No dia 12.04.2022, o Juízo da 31ª Vara Federal do Rio de Janeiro, após sopesar todos os interesses em jogo, julgou procedentes os pedidos autorais, para:
(i) CONDENAR o INPI a:
- apresentar, no prazo de 90 (noventa) dias, relatório diagnóstico atualizado e detalhado do funcionamento da autarquia, identificando pontos de inefetividade e de ineficiência, a partir de parâmetros técnicos e comparados, bem como as necessidades materiais, orçamentárias e funcionais para aprimoramento de suas atividades;
- apresentar, no mesmo prazo de 90 (noventa) dias, exposição das medidas a serem progressivamente adotadas para aprimoramento de suas atividades e um planejamento detalhado para sua adoção, bem como sua respectiva previsão orçamentária. O planejamento deverá abranger os anos de 2022, 2023 e 2024, e ser específico quanto às ações a serem realizadas, os meios de execução, os prazos e as fontes de custeio e será objeto de análise e homologação na fase de cumprimento de sentença, na forma da fundamentação; e
- implementar o plano de reestruturação a que se refere o item “b”, após homologação neste processo, devendo apresentar relatórios demonstrativos da adoção das medidas realizadas de modo periódico ao Juízo, permitindo-se a aferição de sua suficiência e adequação;
e (ii) CONDENAR a UNIÃO FEDERAL a destinar ao INPI das receitas necessárias para a efetivação do plano referido no item “b”, efetuando seu repasse em atenção ao respectivo cronograma homologado na fase de cumprimento de sentença.

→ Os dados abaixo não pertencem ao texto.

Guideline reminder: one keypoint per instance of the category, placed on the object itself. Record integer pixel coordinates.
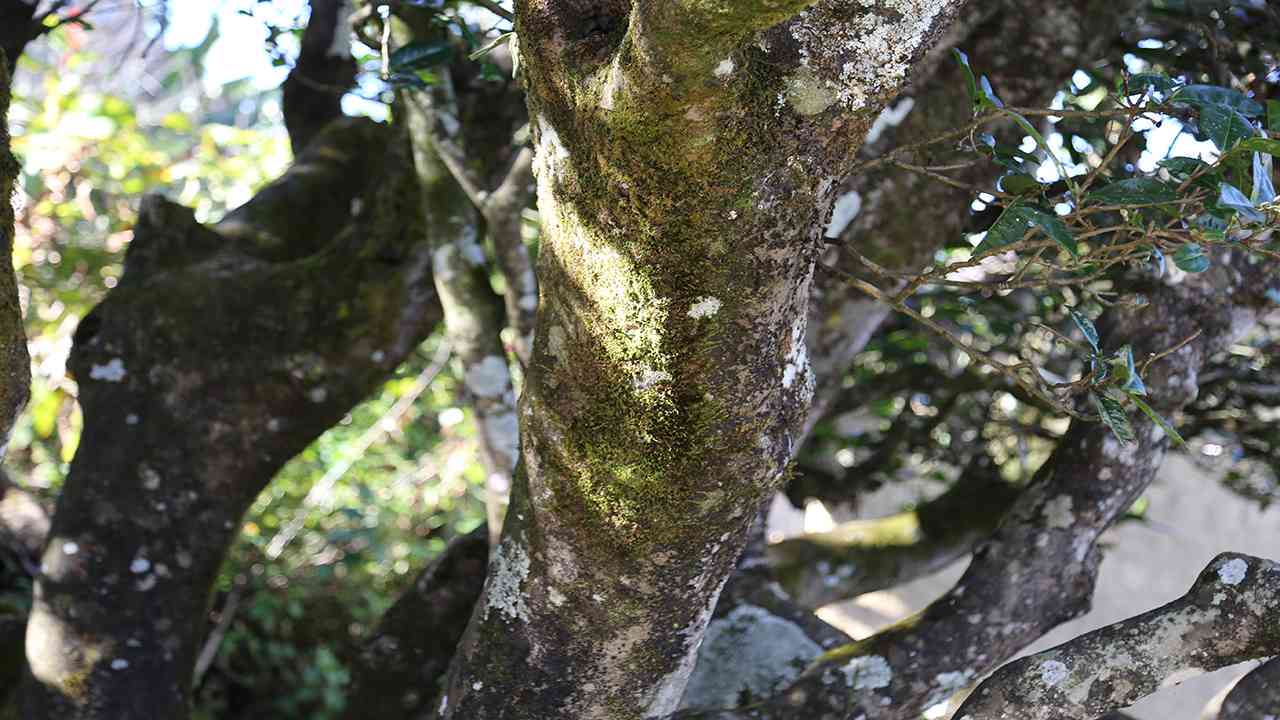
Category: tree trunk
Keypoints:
(682, 174)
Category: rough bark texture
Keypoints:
(1257, 695)
(682, 177)
(403, 664)
(18, 26)
(472, 311)
(1038, 569)
(181, 432)
(1232, 614)
(14, 363)
(324, 71)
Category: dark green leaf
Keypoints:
(417, 55)
(1206, 95)
(1191, 258)
(1160, 420)
(1019, 183)
(1159, 259)
(1091, 333)
(1133, 383)
(1232, 197)
(1225, 126)
(1114, 415)
(490, 46)
(1156, 81)
(1264, 190)
(1018, 219)
(1260, 145)
(1134, 191)
(982, 95)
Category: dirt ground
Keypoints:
(1189, 520)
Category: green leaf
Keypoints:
(492, 46)
(1264, 190)
(417, 55)
(1156, 81)
(1091, 333)
(1205, 95)
(1232, 197)
(1114, 415)
(1225, 126)
(1019, 183)
(1160, 420)
(1260, 145)
(982, 95)
(1133, 383)
(1134, 191)
(1191, 258)
(1018, 219)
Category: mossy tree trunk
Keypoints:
(688, 154)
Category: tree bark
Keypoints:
(323, 73)
(14, 361)
(1038, 569)
(201, 374)
(681, 176)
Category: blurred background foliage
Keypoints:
(101, 117)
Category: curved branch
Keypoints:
(1229, 615)
(14, 361)
(1038, 569)
(200, 376)
(864, 556)
(397, 674)
(1257, 695)
(323, 73)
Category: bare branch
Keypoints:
(868, 555)
(1228, 616)
(1257, 695)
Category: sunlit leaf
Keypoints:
(1134, 191)
(1091, 333)
(1018, 219)
(1160, 420)
(1114, 417)
(1191, 258)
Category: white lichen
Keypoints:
(704, 306)
(1233, 572)
(489, 377)
(748, 651)
(846, 208)
(506, 577)
(890, 117)
(112, 373)
(867, 673)
(1052, 673)
(1057, 513)
(649, 378)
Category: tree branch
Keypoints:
(406, 657)
(1257, 695)
(323, 73)
(1045, 547)
(868, 555)
(1229, 615)
(200, 376)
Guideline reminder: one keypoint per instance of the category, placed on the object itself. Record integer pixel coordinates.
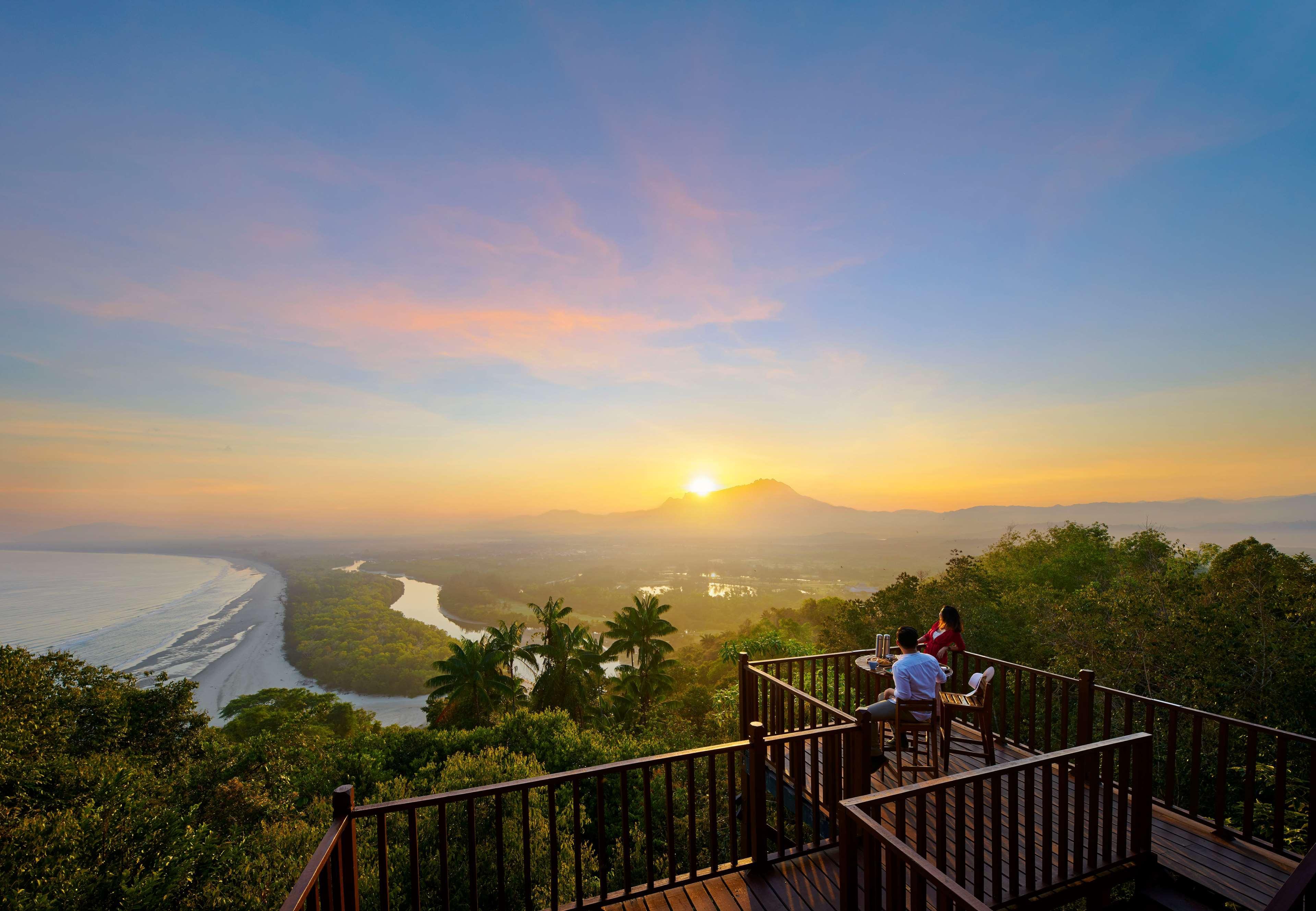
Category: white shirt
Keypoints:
(918, 676)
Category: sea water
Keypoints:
(112, 609)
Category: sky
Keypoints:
(314, 268)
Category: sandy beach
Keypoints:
(254, 660)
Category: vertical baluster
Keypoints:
(335, 881)
(1062, 833)
(1047, 823)
(414, 847)
(778, 757)
(1005, 719)
(961, 810)
(626, 833)
(1126, 801)
(712, 812)
(1019, 690)
(1030, 834)
(647, 777)
(849, 709)
(382, 845)
(1107, 809)
(1249, 784)
(1277, 840)
(672, 825)
(470, 856)
(997, 853)
(1311, 795)
(1047, 723)
(1094, 807)
(499, 853)
(732, 856)
(798, 781)
(1172, 743)
(576, 839)
(602, 836)
(1032, 712)
(920, 814)
(690, 818)
(1195, 768)
(1222, 772)
(941, 830)
(980, 839)
(895, 885)
(526, 850)
(1064, 714)
(1014, 819)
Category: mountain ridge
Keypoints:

Diante da urgência do assunto e objetivando dar início à fase de execução provisória do julgado, a juíza deferiu a antecipação da tutela na própria sentença, determinando a intimação do INPI para o cumprimento dos itens “a” e “b”, nos prazos ali estabelecidos. Cabe recurso.
A ABPI continuará cumprindo seu objetivo estatutário de contribuir para o contínuo aperfeiçoamento do sistema brasileiro de proteção à propriedade intelectual, única forma de estimular a inovação indispensável ao desenvolvimento social e econômico de nosso país.